Bölge İdare Mahkemesi Kararının Özeti: İstinaf başvurusuna konu kararın hukuka ve usule uygun olduğu ve davalı idare tarafından ileri sürülen iddiaların söz konusu kararın kaldırılmasını sağlayacak nitelikte görülmediği gerekçesiyle 2577 sayılı İdari Yargılama Usulü Kanunu'nun 45. maddesinin 3. fıkrası uyarınca istinaf başvurusunun reddine karar verilmiştir.

Temyiz Edenin İddiaları: Davacı şirketin unvanında ve faaliyet konusunda taşınmaz ticareti ile uğraştığına dair ibare bulunmasa da kâr elde etmek amacıyla hasılat paylaşımına dayalı sözleşme imzaladığı, arsa üzerinde yaptırılan taşınmazın satışından elde edilen hasılatın arsa sahibi olan davacı ile müteahhit arasında paylaşılmasının davacının taşınmaz ticareti yaptığını gösterdiği, arsa karşılığında kendisine yönetim binası gibi faaliyetlerinin yürütülmesine yönelik taşınmaz inşa ettirmediği, arsanın doğrudan satılmasından elde edilen kazancın istisna kapsamında bulunduğu, arsa üzerine yapılan taşınmazların satışından elde edilen kazancın istisna dışında olduğu ileri sürülmektedir.

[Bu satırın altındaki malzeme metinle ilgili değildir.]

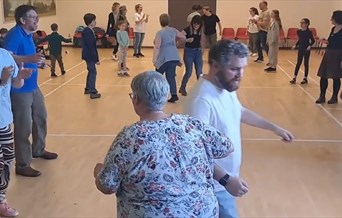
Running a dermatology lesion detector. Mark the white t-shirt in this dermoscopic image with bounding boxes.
[134,13,146,33]
[186,11,201,23]
[0,48,18,128]
[185,78,242,192]
[247,14,259,33]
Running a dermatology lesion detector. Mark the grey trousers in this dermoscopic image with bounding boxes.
[248,33,258,53]
[11,88,47,168]
[50,55,65,74]
[268,43,279,68]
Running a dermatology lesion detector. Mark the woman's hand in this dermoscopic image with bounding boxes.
[94,163,103,179]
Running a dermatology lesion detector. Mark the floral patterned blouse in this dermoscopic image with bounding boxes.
[98,114,233,218]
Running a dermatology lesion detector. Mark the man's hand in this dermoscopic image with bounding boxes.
[18,63,32,79]
[225,176,249,197]
[1,66,14,84]
[274,127,295,142]
[29,53,45,65]
[185,37,194,43]
[94,163,103,179]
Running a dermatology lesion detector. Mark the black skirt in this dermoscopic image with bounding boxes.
[317,49,342,79]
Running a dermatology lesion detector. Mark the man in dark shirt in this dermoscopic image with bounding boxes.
[202,6,222,48]
[36,23,72,77]
[290,18,315,84]
[82,13,101,99]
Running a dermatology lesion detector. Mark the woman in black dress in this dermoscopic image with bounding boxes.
[316,11,342,104]
[106,2,120,60]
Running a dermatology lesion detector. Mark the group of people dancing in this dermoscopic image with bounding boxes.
[247,1,342,104]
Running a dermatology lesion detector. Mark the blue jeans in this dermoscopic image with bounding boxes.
[156,61,179,95]
[85,62,97,93]
[180,47,203,90]
[134,32,145,54]
[256,30,269,60]
[215,191,239,218]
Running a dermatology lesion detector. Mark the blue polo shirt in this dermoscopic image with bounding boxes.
[5,25,38,93]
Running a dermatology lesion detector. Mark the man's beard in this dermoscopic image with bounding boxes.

Karşı Tarafın Savunması: İstisnadan yararlanmanın öncelikli şartının taşınmaz ticareti ile uğraşılmaması olduğu, arsa satışındaki kazancın faaliyetlerinden bağımsız arızi bir kazanç olduğu, hasılat paylaşımlı arsa satışının normal bir arsa satışından farkının bulunmadığı, söz konusu modelde yalnızca satış bedelinin tespitinin farklılaştığı, arsa satışının ticari bir organizasyon niteliğinin olmadığı, istisna hükümlerinde öngörülen şartların kendileri nezdinde gerçekleştiği savunulmaktadır.

Karar: Bölge idare mahkemelerinin nihai kararlarının temyizen bozulması, 2577 sayılı İdari Yargılama Usulü Kanunu'nun 49. maddesinde yer alan sebeplerden birinin varlığı hâlinde mümkündür.

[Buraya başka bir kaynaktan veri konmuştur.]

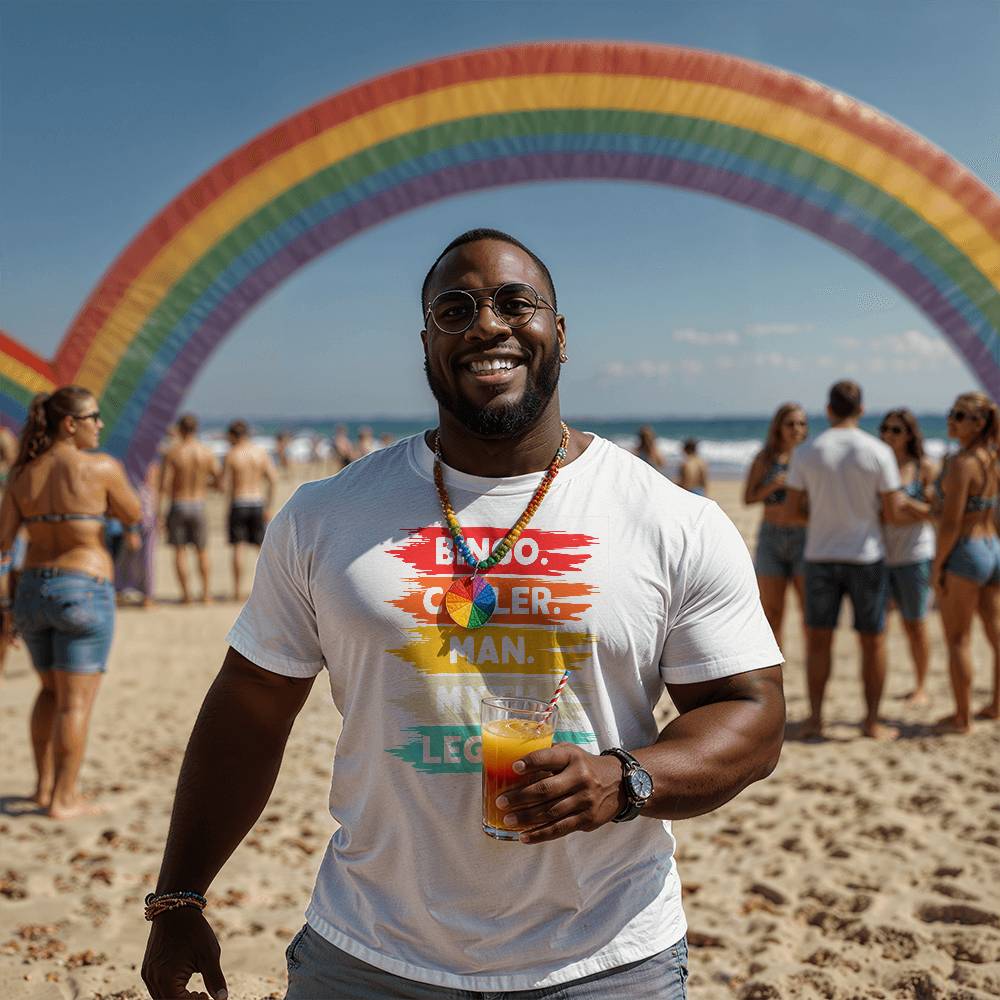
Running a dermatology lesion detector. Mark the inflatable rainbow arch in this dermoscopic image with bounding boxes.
[0,42,1000,475]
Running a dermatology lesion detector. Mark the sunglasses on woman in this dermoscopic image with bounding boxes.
[948,410,976,424]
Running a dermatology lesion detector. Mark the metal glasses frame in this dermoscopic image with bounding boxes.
[424,281,556,337]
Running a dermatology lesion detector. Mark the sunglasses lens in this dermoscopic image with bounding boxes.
[430,290,476,333]
[493,283,538,326]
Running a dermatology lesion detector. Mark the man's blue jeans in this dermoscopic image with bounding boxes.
[285,924,687,1000]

Temyizen incelenen karar usul ve hukuka uygun olup, dilekçede ileri sürülen temyiz nedenleri kararın bozulmasını gerektirecek nitelikte görülmemiştir.

 

Açıklanan nedenlerle; temyiz isteminin reddine, İstanbul Bölge İdare Mahkemesi 5. Vergi Dava Dairesinin 27.06.2019 tarih ve E:2019/1342, K:2019/2827 sayılı kararının onanmasına, 2577 sayılı İdari Yargılama Usulü Kanunu'nun 50. maddesi uyarınca, bu kararın taraflara tebliği ve bir örneğinin de Bölge İdare Mahkemesine gönderilmesini teminen dosyanın ilk derece Mahkemesine gönderilmesine, kesin olarak oybirliğiyle karar verildi.